Much of the legal contest turns on the Beach Control Act of 1956, which sets the rules for Jamaica’s foreshore. Under that law, the foreshore belongs to the Jamaican government, and the state decides how beaches and coastal land may be used.

“This legal framework lies at the heart of the ongoing struggle over beach access documented in Beach Inna Bondage,” the producers explained.

Production started in September 2025 and ran for about 10 months, wrapping only a few days ahead of the world premiere at the Portie Film Festival on July 9. From May, the makers held community showings, mainly in Kingston, and used audience responses plus new developments around the issue to refine later cuts.

They call the documentary a “living project” and say more material is still coming.

“We are currently developing beachinnabondage.org, where viewers will be able to access the extended interviews and additional background materials.
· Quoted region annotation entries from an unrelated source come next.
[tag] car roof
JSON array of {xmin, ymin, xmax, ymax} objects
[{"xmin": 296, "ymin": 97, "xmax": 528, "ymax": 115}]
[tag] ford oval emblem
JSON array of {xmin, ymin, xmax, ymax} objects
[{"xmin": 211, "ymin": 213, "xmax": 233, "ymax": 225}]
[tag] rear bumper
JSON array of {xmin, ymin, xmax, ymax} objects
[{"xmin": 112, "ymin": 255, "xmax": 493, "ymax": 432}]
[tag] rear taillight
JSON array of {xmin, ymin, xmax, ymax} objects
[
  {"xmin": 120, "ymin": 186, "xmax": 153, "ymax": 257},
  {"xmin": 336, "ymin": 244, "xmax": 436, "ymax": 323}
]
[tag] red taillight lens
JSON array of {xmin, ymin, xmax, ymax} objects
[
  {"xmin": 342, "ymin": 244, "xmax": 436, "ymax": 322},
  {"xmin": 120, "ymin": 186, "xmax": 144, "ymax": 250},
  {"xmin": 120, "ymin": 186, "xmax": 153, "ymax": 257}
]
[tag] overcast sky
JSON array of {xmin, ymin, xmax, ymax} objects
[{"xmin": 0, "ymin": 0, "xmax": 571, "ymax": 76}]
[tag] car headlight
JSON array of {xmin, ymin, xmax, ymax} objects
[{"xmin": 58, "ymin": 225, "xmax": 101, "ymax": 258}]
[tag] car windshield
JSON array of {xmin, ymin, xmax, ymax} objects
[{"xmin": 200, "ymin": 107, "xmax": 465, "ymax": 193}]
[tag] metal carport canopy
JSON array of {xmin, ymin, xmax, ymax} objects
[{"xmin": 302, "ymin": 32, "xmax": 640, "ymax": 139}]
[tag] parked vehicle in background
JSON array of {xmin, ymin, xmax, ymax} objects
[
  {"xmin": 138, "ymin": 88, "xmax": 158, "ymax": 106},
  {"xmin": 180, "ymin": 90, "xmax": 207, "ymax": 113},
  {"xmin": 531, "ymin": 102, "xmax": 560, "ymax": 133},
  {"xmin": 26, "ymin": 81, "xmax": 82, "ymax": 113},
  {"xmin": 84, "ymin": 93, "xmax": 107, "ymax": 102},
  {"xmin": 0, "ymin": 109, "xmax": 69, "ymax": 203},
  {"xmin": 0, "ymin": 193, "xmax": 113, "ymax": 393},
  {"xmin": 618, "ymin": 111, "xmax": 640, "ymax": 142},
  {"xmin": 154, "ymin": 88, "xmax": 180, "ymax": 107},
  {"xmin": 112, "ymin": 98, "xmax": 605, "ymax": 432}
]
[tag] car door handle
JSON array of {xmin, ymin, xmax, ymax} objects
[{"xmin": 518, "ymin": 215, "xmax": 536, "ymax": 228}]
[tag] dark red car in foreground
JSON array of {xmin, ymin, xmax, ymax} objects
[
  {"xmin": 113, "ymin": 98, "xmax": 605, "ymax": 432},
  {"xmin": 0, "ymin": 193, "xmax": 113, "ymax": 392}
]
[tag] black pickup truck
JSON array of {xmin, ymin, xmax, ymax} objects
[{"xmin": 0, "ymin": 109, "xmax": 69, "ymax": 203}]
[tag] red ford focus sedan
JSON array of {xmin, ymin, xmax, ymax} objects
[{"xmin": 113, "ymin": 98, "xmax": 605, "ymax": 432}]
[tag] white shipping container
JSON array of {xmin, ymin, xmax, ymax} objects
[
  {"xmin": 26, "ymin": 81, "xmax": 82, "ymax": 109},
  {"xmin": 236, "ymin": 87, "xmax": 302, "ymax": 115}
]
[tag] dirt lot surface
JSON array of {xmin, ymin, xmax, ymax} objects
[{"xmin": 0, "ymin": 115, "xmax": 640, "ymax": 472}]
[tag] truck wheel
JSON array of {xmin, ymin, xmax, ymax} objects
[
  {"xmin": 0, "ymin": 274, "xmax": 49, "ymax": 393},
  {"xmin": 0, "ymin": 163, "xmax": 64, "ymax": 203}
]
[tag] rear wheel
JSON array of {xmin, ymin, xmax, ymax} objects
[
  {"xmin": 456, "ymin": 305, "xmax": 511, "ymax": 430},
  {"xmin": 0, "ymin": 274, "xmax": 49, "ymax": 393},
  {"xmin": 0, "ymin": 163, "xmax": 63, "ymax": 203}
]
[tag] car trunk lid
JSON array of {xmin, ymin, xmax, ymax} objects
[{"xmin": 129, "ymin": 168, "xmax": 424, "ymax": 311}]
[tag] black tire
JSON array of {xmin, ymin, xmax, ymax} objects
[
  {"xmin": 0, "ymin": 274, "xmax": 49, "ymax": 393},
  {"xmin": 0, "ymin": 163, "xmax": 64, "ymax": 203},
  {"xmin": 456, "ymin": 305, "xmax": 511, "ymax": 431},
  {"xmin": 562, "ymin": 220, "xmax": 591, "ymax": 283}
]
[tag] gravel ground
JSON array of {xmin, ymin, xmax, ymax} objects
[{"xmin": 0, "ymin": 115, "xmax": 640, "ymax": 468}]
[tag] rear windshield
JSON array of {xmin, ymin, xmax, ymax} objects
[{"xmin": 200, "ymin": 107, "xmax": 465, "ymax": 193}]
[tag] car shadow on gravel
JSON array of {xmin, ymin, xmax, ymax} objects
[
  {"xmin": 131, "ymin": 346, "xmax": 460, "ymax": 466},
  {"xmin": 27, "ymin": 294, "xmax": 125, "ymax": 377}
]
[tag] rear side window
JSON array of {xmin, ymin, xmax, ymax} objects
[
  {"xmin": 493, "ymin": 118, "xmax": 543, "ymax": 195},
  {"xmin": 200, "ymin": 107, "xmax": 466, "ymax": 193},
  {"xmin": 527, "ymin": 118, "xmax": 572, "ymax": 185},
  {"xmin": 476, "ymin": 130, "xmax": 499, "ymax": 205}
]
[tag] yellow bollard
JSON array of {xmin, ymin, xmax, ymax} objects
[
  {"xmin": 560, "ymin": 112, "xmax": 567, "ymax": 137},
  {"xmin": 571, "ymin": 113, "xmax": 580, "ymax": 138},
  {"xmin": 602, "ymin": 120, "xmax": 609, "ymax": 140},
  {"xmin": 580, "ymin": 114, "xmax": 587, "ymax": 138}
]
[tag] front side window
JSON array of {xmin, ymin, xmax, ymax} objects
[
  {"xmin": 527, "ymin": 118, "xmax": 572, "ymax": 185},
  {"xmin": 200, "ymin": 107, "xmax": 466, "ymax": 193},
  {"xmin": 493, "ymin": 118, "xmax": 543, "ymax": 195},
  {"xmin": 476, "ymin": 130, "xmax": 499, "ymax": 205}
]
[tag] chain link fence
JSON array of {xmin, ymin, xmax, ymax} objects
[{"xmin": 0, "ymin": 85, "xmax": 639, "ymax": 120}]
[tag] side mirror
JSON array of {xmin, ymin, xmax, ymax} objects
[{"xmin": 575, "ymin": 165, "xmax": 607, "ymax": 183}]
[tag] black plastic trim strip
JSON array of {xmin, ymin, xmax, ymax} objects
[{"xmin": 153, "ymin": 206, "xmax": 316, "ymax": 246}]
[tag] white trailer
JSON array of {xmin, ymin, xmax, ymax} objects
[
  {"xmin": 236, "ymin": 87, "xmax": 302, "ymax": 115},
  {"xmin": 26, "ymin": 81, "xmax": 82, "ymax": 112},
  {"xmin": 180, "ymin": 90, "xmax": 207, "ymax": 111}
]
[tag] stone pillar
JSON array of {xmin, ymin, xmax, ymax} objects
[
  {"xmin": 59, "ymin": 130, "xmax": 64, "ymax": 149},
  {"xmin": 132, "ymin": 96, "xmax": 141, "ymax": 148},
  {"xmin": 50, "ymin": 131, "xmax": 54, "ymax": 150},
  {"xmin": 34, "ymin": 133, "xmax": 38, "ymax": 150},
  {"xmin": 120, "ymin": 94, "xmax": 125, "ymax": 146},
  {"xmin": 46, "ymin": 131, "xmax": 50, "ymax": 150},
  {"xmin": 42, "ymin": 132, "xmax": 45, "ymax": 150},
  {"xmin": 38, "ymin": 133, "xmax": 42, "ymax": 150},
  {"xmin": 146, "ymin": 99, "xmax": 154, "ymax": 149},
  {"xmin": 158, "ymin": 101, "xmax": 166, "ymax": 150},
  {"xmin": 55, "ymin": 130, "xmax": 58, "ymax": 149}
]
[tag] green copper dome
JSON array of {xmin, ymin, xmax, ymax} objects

We are also launching an impact campaign to support the film’s advocacy goals, and are producing a companion documentary, provisionally titled Beach Inna Bondage: Harbour Style, which explores similar issues of beach access and environmental justice in and around Kingston Harbour.”

The work aims to spotlight beach access, land ownership, and what the directors view as tourism growth that cannot be sustained. In wider terms, it urges protection of Jamaica’s shores and the defence of public rights to reach them.

“The Jamaica Beach Birthright Environmental Movement, with whom we collaborated to make the film, advocates not only for unfettered public access to all Jamaican beaches, but also for recognising Jamaica’s beaches as legal entities with environmental rights,” Martens and Vermeer said.

Their core appeal, they argue, is plain.

“It is probably best captured by the closing statement of the film: ‘Join the movement for justice and take action to reclaim the coastline for all Jamaicans. Join the fight.’ And, on jabbem.org, you can find how you can join the movement and the ways in which you can contribute to the fight.”